The Commission also decided to support a bill related to voting. The bill’s goal is to protect the privacy of voters who use equipment that makes voting accessible. Some new accessible voting equipment being used in Minnesota has ballots that are smaller than those used by other voters. This means election judges who worked in the polling place on Election Day could automatically know who cast that ballot. This bill protects voters’ privacy by preventing election judges from conducting a recount of votes in that precinct if fewer than 10 voters used the accessible voting equipment.

New understanding of a bill already on the agenda
The legislative agenda released in January explained that the Commission is opposed to any efforts to weaken laws that require businesses websites to be accessible. As we have worked with our allies on this issue, we have come to understand that the ADA, other federal laws and the state law do not explicitly require that businesses make their websites fully accessible, i.e. screen reader friendly, closed captions, etc.

To add on to the bad news, business groups want to clarify that the state law does not require businesses’ websites to be accessible and that individuals cannot bring a lawsuit to force them to be accessible. The business groups have a lot of influence with legislators and this type of bill is likely to pass.

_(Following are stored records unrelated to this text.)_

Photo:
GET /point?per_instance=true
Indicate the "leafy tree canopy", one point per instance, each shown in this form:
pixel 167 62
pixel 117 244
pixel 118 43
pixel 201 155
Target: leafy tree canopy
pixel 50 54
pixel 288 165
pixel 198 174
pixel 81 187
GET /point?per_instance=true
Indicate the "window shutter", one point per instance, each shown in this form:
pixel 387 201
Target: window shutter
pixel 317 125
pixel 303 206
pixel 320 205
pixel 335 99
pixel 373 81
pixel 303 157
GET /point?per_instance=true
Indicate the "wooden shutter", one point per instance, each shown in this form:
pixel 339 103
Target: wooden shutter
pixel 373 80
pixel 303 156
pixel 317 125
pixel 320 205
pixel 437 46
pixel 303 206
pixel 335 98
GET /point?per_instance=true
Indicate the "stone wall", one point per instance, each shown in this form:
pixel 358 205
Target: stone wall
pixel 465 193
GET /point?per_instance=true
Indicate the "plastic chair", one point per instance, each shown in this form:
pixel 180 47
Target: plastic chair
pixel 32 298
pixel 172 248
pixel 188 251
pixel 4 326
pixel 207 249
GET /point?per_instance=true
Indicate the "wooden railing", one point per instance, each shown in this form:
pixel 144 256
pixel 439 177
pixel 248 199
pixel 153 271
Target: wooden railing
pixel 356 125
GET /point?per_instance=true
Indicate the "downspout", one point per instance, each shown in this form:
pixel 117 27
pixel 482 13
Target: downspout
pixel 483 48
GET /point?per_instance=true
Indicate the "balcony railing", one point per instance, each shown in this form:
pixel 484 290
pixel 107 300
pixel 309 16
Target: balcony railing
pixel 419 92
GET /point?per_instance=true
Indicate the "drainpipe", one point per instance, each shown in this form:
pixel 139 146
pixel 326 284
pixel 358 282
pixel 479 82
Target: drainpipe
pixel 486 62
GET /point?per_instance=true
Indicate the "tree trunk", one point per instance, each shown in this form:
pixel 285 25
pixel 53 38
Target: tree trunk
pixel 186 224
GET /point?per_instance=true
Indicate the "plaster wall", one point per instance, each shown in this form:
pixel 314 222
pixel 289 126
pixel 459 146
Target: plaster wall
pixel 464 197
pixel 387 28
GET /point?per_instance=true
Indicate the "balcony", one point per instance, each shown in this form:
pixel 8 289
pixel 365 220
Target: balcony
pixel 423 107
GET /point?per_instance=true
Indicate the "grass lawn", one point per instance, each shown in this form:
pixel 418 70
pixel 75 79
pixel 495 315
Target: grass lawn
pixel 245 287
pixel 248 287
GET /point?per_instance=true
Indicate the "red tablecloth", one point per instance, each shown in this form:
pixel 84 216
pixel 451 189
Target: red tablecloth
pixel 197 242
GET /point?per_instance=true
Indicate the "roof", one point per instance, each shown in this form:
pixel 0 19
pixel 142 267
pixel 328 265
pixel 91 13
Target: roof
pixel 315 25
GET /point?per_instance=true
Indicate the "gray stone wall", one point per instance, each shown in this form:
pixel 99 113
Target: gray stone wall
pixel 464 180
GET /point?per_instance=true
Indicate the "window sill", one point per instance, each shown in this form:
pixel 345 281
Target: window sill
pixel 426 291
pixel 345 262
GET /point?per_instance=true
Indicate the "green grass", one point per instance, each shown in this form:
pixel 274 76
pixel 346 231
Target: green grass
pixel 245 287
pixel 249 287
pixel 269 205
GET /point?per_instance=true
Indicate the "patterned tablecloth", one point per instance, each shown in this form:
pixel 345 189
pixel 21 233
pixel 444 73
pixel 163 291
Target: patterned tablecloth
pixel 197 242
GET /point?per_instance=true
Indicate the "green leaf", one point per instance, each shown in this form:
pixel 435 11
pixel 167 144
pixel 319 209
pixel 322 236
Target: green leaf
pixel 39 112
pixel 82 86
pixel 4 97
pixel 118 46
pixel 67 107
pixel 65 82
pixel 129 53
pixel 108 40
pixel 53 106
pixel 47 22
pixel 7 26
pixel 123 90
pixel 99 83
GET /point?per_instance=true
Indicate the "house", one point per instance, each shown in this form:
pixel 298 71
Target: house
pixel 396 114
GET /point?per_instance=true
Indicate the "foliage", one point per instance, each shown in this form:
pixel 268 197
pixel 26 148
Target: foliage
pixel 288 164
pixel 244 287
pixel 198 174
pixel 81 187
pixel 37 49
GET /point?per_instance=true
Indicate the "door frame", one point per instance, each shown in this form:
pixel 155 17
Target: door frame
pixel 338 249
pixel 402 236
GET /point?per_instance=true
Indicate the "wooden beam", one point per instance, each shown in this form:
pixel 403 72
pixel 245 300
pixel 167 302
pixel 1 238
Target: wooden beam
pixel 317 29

However, we will be asking legislators to at least add a few good things such as
• Include language encouraging all businesses to make their websites fully accessible,
• Require the state to give preference to doing business with businesses that have accessible websites.
• Furthermore, require that the state only give business to IT companies that have accessible websites, since IT companies at least should know how to make their sites accessible.